Dalam suratnya, Abuya MIJ menyebut Syaikh Al-Kalbani sebagai seorang Wahabi. Nampaknya Abuya MIJ kekurangan informasi tentang siapa Syaikh Al-Kalbani. Seingat penulis, Syaikh Al-Kalbani adalah seorang muslim, beliau tidak pernah mencantumkan di KTP-nya bahwa dirinya adalah seorang Wahabi. Jika MIJ ragu, mungkin bisa langsung dicek di KTP Syaikh Al-Kalbani, apakah di kolom agama beliau ditulis Wahabi? Jika tidak, dari mana pula sebutan Wahabi itu muncul?
Apakah beliau disebut sebagai Wahabi karena beliau seorang Saudi? Atau apakah sebutan Wahabi disematkan kepada beliau hanya karena beliau menjadi imam Masjidil Haram? Nampaknya MIJ, harus mampu menyebutkan indikator apa saja yang bisa dijadikan alat ukur untuk menyebut seseorang sebagai Wahabi. Lagi pula, sedalam mana pengetahuan seorang MIJ tentang Wahabi? Jangan-jangan MIJ mengambil istilah Wahabi dari buku Sirajuddin Abbas atau dari buku Idahram. Tentunya, kedua buku tersebut tidak dapat dijadikan rujukan untuk menilai Wahabi.
Jika ingin mengetahui hakikat Wahabi, maka Abuya HIJ harus mempelajarinya dari buku atau kitab-kitab yang ditulis langsung oleh Wahabi. Abuya MIJ harus mampu melihat Wahabi dari perspektif Wahabi. Jangan melihat Wahabi dari perspektif Syi’ah dan jangan pula menilai Wahabi dari perspektif Asy’ariyah.
Masyarakat Aceh Bermazhab Syafi’i?
Di bagian lain suratnya, Abuya MIJ menyimpulkan bahwa mayoritas masyarakat Aceh bermazhab Syafi’i dalam fiqih. Menurut penulis, kesimpulan ini hanyalah kesimpulan asal-asalan belaka. Kesimpulan yang tepat adalah, masyarakat Aceh menganut Mazhab Syafi’iyah, bukan Mazhab Syafi’i. Hal ini sudah pernah diulas oleh Dr.

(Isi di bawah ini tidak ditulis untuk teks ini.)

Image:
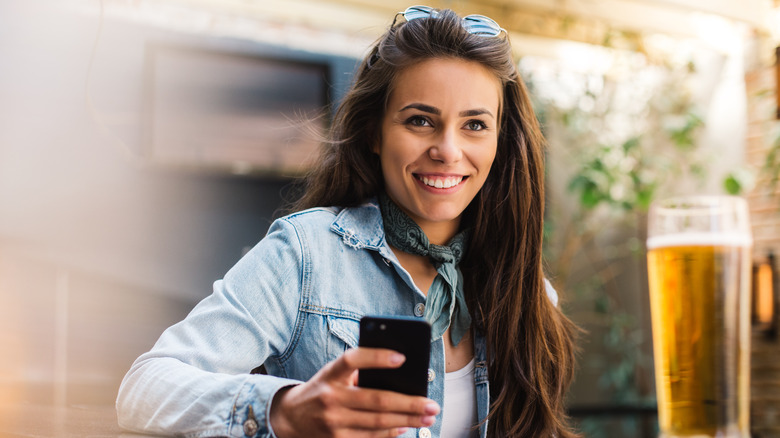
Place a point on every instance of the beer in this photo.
(699, 296)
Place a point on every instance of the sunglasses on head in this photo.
(474, 24)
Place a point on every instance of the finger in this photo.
(357, 358)
(378, 400)
(384, 421)
(363, 433)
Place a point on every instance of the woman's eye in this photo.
(418, 121)
(476, 125)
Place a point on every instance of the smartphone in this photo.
(408, 336)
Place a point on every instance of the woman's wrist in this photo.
(277, 422)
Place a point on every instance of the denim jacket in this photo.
(292, 304)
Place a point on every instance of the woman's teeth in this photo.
(441, 183)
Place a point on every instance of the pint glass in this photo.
(699, 251)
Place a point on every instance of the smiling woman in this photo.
(439, 138)
(427, 203)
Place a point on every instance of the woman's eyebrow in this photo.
(475, 112)
(422, 107)
(433, 110)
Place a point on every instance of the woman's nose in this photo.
(446, 148)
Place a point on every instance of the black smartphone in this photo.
(408, 336)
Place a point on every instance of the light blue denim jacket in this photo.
(292, 304)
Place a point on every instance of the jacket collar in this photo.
(361, 226)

Aslam M. Nur dalam salah satu artikelnya di Serambi Indonesia.
Secara lebih tegas dapat dikatakan bahwa, mazhab fiqih sebagian besar masyarakat Aceh hanya merujuk kepada kitab-kitab yang ditulis oleh ulama-ulama kemudian yang menisbahkan mazhabnya kepada Imam Syafi’i. Di antara ulama yang menjadi rujukan sebagian masyarakat Aceh adalah Imam Ramli, Imam An-Nawawi, Imam Ibn Hajar, Imam Subqi, dll. Dengan demikian tepatlah, jika disebut bahwa mazhab fiqih yang berkembang di Aceh adalah Syafi’iyah, bukan mazhab Syafi’i.
Teologi Ahlussunnah Waljama’ah
Salah satu alasan lainnya yang diajukan oleh Abuya MIJ guna menolak kedatangan Syaikh Al-Kalbani adalah karena masyarakat Aceh menganut teologi Ahlussunnah Waljama’ah. Sebenarnya sebutan yang tepat untuk teologi yang dianut oleh sebagian besar masyarakat Aceh adalah teologi Asy’ariyah. Bahkan, jika ditelisik, banyak pendapat-pendapat dalam teologi Asy’ariyah yang justru bertolak belakang dengan pemahaman Imam Abu Hasan Al-Asy’ari.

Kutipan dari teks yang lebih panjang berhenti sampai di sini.